What the optometrist is looking for during the assessment
Babies can’t speak. How do you test their vision?
Optometrists have the clinical background and expertise necessary to provide eye and vision assessments for any non-verbal patients, including infants. The optometrist is looking for answers to the same questions you are:
- Does the patient history suggest a problem?
- Can the baby see?
- Are the eyes straight?
- Are the eyes healthy?
- Is intervention necessary?
Some eye conditions are strongly linked to family history, so the first step for the optometrist is to compile a history on the child. A comprehensive patient history for infants may include any problems you have noticed, visual and ocular history, general health history, family eye and medical history, developmental history and demographic data.
Factors placing an infant, toddler, or child at significant risk for visual impairment include:
- Prematurity, low birth weight, oxygen at birth
- Family history of eye diseases such as retinoblastoma, congenital cataracts, or metabolic or genetic disease
- Infection of mother during pregnancy (e.g., rubella, toxoplasmosis) or drug/alcohol use during pregnancy
- Sexually transmitted diseases, cytomegalovirus, or HIV
- Difficult or assisted labor, which may be associated with fetal distress or low Apgar scores
Because traditional eye chart testing requires identification of letters or symbols and demands sustained attention, this test cannot be used with infants and toddlers. Assessment of visual acuity for infants and toddlers may include tests to assess that the infant can fix his eyes on an object and follow the object, or at which objects the baby prefers to look, and at what distances.

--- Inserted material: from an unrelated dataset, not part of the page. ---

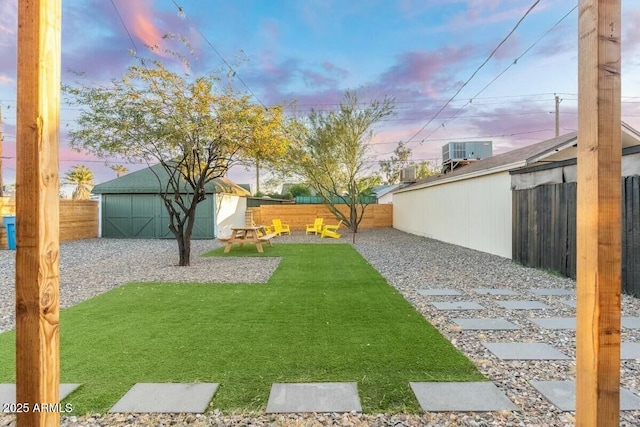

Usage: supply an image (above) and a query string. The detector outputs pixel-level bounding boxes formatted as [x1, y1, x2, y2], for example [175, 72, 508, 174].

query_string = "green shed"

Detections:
[92, 164, 250, 239]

The doctor may use lenses and light from a small hand-held instrument to assess how the eye responds to particular targets. The doctor may also repeat this test after using eye drops to enlarge the pupil and stabilize the baby’s focusing. As an alternative, some doctors use photographic testing to then analyze the pupil reflex in the photo.
The typical infant may have some degree of nearsightedness, farsightedness, and astigmatism not requiring correction. Studies show that 30 to 50 percent of infants under 12 months have significant astigmatism, which declines over the first few years of life, becoming stable between approximately 2½ to 5 years of age. Low amounts of anisometropia (where the refraction is not the same in both eyes) are common and variable in infants.

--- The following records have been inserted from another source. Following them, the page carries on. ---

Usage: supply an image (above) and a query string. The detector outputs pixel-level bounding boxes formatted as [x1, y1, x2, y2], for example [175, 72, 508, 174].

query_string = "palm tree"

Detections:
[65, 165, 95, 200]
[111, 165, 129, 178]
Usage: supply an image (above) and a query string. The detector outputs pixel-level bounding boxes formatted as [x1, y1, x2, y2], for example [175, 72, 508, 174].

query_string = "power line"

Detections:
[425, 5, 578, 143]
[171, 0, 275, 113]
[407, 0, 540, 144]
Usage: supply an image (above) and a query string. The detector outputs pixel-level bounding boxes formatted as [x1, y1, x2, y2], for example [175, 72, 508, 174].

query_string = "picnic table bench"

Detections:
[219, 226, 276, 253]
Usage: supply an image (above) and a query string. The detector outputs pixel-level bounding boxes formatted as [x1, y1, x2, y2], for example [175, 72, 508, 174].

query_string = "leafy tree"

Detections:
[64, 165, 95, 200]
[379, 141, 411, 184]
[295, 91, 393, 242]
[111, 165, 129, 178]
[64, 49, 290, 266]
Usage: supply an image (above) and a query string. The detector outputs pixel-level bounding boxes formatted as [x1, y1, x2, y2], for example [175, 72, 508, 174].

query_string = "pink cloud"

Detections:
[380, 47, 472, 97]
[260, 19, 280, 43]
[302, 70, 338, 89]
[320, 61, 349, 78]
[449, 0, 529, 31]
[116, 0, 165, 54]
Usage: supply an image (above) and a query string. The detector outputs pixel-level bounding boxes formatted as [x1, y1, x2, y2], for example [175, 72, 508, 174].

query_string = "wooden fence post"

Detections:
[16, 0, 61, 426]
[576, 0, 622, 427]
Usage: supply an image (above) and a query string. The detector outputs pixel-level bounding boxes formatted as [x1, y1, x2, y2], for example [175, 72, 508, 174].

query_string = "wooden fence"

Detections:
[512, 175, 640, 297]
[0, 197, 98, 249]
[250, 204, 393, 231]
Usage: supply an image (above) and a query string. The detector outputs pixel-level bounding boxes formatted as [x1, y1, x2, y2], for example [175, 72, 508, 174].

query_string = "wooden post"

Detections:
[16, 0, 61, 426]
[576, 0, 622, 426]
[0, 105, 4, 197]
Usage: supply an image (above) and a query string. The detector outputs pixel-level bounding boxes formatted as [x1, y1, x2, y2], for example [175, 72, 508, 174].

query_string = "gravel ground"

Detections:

Using her hands, a light, or a toy, the optometrist catches the baby’s attention and observes how the baby follows the movements of the object.
Eye Alignment/Binocular Potential:
By covering one eye at a time, the optometrist gathers information about the eye muscles and acuity. While identifying strabismus is important in itself, the presence of strabismus may indicate any number of disease entities.
The optometrist will examine the eye’s structure as well as eyelids, tear ducts, and other parts of the eye. Pupil function will be checked, and a hand-held biomicroscope may be used for evaluation of the front of the eye. A test to assess visual field will be completed and an examination of the inner eye through a dilated pupil will be done. An ideal time for evaluation of the posterior segment is when the infant is in a calm, relaxed, condition (i.e., being bottle fed or sound asleep).
In addition to sharing her findings with you, you may request the optometrist to send summary letters to the infant’s pediatrician, family physician, or other appropriate practitioner, reporting and explaining any significant condition diagnosed in the course of the assessment.